Big Least: Syracuse's Week 8 win over West Virginia was huge for the Orange, but not so good for the rest of the Big East. With the Mountaineers falling out of the polls, the league does not currently boast a single ranked team. 'Cuse is the only team with no more than two losses; every other team has three or four. Pitt's in the three-loss club after suffering nonconference defeats by Utah, Miami and Notre Dame, but its 2-0 conference mark makes it the current leader in the clubhouse. Think Orrin Hatch has already begun crafting the speech he'll present to Congress when a three-loss Big East team makes a BCS bowl and a one-loss Utah (or TCU) does not?

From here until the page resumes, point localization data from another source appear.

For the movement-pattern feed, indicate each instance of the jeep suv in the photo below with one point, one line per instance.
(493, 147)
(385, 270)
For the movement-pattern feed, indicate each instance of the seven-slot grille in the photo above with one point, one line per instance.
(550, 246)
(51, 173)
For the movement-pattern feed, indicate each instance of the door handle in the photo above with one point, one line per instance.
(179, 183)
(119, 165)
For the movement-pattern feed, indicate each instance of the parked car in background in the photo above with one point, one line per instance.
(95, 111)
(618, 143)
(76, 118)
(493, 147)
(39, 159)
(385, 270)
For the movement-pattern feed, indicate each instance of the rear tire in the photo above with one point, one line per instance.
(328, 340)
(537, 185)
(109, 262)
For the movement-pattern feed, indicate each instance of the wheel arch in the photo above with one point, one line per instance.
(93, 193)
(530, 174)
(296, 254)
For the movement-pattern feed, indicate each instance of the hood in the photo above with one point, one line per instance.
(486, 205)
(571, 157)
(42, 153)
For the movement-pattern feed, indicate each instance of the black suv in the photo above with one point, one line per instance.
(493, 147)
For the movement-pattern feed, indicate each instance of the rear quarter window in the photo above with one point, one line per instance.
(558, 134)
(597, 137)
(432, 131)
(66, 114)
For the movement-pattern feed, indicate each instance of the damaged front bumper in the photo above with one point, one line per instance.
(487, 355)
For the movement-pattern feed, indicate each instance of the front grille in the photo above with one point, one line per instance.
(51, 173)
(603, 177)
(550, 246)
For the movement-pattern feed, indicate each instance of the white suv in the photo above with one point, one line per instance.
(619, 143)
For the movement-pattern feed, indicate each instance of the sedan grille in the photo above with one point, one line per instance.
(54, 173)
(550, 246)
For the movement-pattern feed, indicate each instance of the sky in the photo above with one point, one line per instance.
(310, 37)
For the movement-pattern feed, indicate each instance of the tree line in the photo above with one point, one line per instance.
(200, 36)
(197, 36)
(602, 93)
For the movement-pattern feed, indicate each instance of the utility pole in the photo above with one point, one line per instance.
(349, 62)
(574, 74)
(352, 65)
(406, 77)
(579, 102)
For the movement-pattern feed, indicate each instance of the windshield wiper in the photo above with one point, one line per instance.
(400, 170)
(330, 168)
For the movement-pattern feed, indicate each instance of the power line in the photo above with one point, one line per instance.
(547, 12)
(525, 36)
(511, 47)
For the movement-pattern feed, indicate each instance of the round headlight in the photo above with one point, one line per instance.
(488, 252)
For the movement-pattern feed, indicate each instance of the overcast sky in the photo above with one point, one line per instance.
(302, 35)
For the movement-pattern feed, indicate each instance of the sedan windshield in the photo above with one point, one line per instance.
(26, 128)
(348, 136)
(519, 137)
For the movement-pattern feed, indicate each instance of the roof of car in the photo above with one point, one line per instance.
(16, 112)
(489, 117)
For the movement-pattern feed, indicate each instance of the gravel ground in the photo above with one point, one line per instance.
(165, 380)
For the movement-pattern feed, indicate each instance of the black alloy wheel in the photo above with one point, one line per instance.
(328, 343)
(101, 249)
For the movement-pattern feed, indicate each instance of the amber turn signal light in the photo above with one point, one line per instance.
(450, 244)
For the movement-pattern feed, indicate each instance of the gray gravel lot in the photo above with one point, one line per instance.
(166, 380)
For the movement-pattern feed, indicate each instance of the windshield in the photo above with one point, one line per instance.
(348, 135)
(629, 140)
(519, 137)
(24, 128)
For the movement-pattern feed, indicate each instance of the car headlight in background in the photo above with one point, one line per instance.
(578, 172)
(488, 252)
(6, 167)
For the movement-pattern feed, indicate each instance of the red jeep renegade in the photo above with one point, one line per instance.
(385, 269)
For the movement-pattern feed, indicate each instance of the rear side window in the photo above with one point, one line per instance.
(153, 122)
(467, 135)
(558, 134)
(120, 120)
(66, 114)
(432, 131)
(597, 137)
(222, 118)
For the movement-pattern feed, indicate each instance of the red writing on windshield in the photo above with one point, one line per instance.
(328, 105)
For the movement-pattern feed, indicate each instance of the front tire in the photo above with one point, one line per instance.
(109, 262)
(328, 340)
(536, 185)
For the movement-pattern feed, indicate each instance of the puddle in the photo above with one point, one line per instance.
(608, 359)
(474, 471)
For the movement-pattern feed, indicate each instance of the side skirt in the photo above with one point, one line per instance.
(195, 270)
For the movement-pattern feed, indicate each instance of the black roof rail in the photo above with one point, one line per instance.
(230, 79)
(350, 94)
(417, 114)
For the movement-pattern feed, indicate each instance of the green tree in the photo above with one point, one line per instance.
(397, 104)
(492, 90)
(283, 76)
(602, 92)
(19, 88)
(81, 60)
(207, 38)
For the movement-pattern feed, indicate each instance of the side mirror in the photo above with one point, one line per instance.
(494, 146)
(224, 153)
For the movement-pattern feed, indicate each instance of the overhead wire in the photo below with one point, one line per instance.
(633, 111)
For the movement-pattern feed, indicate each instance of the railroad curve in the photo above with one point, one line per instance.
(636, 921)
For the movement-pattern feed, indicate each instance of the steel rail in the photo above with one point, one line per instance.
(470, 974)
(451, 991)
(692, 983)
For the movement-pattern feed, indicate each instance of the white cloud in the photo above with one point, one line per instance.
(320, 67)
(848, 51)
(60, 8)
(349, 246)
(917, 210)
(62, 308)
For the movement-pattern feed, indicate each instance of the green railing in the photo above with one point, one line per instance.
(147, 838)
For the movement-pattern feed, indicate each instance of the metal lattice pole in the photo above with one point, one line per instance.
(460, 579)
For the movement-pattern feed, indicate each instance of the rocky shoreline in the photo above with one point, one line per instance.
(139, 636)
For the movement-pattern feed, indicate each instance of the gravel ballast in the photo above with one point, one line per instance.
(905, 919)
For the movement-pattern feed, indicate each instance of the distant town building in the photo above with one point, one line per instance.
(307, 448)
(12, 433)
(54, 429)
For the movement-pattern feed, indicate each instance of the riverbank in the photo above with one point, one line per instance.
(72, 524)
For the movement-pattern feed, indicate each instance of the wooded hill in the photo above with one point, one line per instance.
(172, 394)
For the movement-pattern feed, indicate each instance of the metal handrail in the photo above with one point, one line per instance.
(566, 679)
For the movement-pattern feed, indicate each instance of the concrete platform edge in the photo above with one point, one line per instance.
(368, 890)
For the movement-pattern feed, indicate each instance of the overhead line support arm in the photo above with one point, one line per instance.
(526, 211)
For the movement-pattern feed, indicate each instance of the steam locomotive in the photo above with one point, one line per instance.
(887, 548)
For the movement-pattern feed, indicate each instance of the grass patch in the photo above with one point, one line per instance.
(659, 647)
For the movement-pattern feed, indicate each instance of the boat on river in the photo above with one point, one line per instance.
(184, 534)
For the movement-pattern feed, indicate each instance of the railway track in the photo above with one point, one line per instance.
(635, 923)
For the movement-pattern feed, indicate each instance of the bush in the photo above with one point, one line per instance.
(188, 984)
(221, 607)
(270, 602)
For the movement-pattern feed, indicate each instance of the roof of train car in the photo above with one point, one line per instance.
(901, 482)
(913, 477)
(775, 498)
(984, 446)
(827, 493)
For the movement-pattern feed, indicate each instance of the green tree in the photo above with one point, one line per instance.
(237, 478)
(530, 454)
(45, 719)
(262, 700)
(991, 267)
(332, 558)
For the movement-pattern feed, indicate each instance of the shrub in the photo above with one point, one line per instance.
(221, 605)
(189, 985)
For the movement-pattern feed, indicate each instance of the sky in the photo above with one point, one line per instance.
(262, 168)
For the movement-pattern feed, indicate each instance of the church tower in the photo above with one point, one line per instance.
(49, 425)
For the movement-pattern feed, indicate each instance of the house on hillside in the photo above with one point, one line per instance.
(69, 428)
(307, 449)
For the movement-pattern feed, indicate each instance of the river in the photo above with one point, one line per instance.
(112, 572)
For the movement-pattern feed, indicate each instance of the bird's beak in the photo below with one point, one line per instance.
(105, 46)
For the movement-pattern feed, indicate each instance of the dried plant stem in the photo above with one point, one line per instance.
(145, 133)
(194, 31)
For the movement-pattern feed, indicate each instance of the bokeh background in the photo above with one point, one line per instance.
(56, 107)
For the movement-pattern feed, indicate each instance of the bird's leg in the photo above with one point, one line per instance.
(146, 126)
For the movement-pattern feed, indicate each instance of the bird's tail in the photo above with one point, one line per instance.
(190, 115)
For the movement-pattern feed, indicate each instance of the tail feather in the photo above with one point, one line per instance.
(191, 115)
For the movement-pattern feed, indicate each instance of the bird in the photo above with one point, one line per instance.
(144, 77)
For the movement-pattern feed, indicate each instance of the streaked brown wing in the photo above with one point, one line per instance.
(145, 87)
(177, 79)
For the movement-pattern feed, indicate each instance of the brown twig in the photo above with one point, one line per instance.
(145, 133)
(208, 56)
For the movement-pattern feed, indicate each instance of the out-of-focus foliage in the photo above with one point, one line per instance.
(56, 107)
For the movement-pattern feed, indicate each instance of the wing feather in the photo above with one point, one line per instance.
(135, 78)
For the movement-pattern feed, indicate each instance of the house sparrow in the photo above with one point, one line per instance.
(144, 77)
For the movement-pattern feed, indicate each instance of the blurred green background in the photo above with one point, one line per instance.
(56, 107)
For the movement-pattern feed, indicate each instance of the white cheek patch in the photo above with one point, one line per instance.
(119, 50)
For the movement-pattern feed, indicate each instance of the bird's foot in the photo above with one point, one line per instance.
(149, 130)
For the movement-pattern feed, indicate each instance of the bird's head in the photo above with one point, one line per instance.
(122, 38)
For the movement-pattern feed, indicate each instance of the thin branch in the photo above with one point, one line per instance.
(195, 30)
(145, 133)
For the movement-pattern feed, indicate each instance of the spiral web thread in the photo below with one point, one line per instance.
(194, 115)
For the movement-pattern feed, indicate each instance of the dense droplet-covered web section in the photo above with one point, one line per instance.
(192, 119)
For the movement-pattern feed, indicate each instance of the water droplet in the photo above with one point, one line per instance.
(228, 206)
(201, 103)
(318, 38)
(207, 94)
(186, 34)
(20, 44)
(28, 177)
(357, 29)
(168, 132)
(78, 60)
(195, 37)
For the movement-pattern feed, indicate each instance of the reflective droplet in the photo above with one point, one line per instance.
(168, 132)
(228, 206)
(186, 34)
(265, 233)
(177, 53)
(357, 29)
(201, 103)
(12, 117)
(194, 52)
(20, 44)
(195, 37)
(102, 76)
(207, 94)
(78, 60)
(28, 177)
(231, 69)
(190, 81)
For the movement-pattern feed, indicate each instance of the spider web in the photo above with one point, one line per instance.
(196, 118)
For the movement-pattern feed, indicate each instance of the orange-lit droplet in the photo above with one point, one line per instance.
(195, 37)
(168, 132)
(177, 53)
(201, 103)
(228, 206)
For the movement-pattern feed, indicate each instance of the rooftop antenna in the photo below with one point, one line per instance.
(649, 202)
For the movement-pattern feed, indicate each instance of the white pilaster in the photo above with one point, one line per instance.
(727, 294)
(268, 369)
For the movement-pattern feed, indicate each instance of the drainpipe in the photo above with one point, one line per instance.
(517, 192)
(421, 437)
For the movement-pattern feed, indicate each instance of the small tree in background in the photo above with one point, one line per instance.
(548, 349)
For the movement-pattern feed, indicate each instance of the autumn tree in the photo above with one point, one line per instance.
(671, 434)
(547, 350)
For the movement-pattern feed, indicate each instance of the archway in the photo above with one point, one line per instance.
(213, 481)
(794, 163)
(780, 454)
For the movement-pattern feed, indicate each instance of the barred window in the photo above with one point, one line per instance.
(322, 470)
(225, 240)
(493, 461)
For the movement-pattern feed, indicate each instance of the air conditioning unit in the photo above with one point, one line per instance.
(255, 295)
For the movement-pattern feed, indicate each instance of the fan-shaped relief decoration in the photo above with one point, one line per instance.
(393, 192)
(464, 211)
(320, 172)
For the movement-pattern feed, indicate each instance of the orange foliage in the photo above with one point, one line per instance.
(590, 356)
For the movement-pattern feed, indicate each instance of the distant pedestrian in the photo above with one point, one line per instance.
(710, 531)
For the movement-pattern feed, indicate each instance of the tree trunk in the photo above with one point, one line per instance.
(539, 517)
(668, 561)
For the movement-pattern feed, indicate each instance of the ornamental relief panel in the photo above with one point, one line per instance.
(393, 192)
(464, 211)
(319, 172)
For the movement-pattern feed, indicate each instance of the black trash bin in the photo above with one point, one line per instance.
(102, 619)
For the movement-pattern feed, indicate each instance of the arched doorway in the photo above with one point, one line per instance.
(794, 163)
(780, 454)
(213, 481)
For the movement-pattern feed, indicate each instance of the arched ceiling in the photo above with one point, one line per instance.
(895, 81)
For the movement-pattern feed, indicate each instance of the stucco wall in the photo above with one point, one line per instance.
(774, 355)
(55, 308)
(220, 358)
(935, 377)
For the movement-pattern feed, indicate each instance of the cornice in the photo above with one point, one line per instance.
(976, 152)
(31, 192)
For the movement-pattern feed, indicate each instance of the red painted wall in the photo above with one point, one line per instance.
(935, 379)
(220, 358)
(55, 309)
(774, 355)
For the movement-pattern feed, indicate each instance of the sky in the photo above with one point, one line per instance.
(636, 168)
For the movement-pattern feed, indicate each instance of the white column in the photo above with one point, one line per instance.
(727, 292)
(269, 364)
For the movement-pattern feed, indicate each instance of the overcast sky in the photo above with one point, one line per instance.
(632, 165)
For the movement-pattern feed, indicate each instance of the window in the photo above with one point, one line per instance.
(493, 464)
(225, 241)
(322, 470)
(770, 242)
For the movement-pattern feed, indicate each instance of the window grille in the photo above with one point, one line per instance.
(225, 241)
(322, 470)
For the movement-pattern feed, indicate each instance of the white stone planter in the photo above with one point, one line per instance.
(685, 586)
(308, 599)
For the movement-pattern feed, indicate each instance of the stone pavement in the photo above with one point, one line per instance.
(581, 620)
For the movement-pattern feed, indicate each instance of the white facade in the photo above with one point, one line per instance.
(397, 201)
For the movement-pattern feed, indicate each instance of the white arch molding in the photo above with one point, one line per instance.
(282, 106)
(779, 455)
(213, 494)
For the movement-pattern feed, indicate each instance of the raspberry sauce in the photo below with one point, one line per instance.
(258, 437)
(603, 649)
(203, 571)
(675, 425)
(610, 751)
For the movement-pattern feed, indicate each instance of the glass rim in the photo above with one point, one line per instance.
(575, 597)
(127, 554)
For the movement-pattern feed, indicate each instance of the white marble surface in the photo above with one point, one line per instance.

Coping with tragedy: The death of Notre Dame student manager Declan Sullivan has shaken the Irish campus, and the entire college football community. The more details arise, the more questions loom over culpability and accountability. But in the midst of this tragedy, Notre Dame must play a football game. A few days ago, we would have discussed how the Irish will look to rebound from last week's embarrassing loss to Navy against a Tulsa team averaging 38 points per game, but that seems pretty trivial now.